Auteri, già un decennio fa, aveva reso nota l’esistenza di stereotipi e luoghi comuni, che risultano ancora oggi attualissimi, che si traducono in slogan del tipo: le persone si motivano solo con i soldi!; capi si nasce! E luoghi comuni come “i collaboratori son duri a cambiare, non possiamo farci niente, ecc.”

Chi, a vario titolo, si occupa o si è occupato di persone, più che di risorse umane, sa bene che i soldi non bastano da soli a motivare i collaboratori, servono piuttosto coinvolgimento, responsabilizzazione, protagonismo, obiettivi e soprattutto delega. Un concetto quest’ultimo dai contorni ancora confusi e sfumati che riprenderemo più avanti.
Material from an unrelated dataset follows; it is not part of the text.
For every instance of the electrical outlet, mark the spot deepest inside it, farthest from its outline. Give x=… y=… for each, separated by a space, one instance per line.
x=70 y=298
È vero che a volte capi si nasce, ma solo a volte, molto spesso capi si diventa: per avanzamento di carriera, per merito, per ambizione, per esperienza. C’è chi si trova a fare il capo per scelta, chi per professione, chi per esigenze aziendali. C’è chi si improvvisa capo, chi possiede doti naturali e chi si sottopone a numerosi, variegati e spesso avventurosi corsi che si propongono di “insegnare” l’arte del capo. Leadership, delega, comunicazione, motivazione, organizzazione, team working, ecc. sono termini che riempiono articoli su blog, social, riviste specialiste così come l’offerta formativa rivolta a chi ha il ruolo di guidare, dirigire, decidere.

Rispetto all’attendibilità, o meglio, l’efficacia dei corsi che animano il panorama della formazione in Italia, spiccano per popolarità i servizi di coaching, i corsi motivazionali, i percorsi di crescita e sviluppo personale, proposte accomunate dal desiderio di scoprirsi, conoscersi, alimentare la propria autostima.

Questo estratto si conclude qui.